Bridgestone slick options: Front: Soft, Medium & Hard; Rear: Soft, Medium & Hard (Asymmetric)
Bridgestone wet tyre options: Soft (Main), Hard (Alternative)
Movistar Yamaha MotoGP’s Jorge Lorenzo was in complete control during last Sunday’s Czech Republic Grand Prix, the Spaniard winning ahead of Marc Marquez and Valentino Rossi.
The weekend at Brno was characterised by high ambient and track temperatures, with things cooling off slightly on Sunday resulting in a peak track temperature of 42°C during the race. During Qualifying Practice 2 on Saturday, Lorenzo set a new Brno Circuit Best Lap record of 1’54.989 – beating Cal Crutchlow’s old record by half a second.
Q&A with Masao Azuma – Chief Engineer, Bridgestone Motorcycle Tyre Development Department
Many riders mentioned how poor the grip level was at Brno this year, particularly in hot conditions. How did Bridgestone help the riders manage track conditions which at times were quite challenging?
“Brno, along with Sepang, is one of the circuits on the MotoGP calendar where we perhaps notice a greater decrease in track conditions each year compared to other circuits. This year it seems the grip from the tarmac was a bit lower, and there were more bumps in some corners. We revised our tyre allocation at Brno this year to give the riders options that would deal better with the low grip tarmac and the many changes of direction and elevation at this track. Both the medium and hard compound rear slicks for Brno were different to what was offered last year and utilised softer compounds to give riders better cornering performance and drive grip. Also, the hard compound front slick at Brno was different to what was offered last year at this track and provided better cornering performance compared to the previous hard front slick. These new options at Brno made it easier to manage the challenging track conditions, although it took a lot of tyre testing during the practice sessions for each rider to find the tyre combination that worked best for them.”
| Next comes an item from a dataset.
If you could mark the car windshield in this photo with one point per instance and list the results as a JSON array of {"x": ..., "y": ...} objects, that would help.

We’ve seen many lap and overall race records set during races this year, but at Brno neither record was broken. Was this down to the revised tyre allocation you provided this year or some other factors?
“With our new rear tyre allocation we could see that although over one lap the riders could set very quick times – in qualifying the top five riders were under the previous Brno Circuit Best Lap record – over race distance the pace was a little slower. The main reason for this was that compared to last year’s race, track temperatures this year were approximately 15°C higher. As we could see in the practice sessions, the Brno track surface loses even more grip when it gets too warm and although this wasn’t a big issue during qualifying over one flying lap, over long distance this did affect tyre performance. With less grip on offer, the riders said that towards the end of the race they had to work hard to limit the amount of spinning from the rear tyre. So the normal tyre degradation in the final stages of the race combined with the poor grip of the tarmac made it difficult for riders to break the overall race time record. We can certainly say that this year’s Czech Republic Grand Prix experienced the most severe track conditions in the last couple of years in terms of track temperatures and surface grip conditions.”
Given that the Brno tarmac was in a worse condition this year, how was it possible that the riders were so quick in qualifying?
“As the medium compound rear slick was softer in composition than the medium rear offered at Brno last year, it had the potential to be quicker over a single lap. If you compare track temperatures between last year’s race and this year, the difference was around 15°C but the difference in track temperature for QP2 was less, only five degrees more. Also, with less laps to ride in qualifying, there is less chance to overheat the rear tyre through prolonged spinning so that is why Jorge could cut half a second off the lap record and four other riders could set times quicker than the record, despite the lower grip level this year.”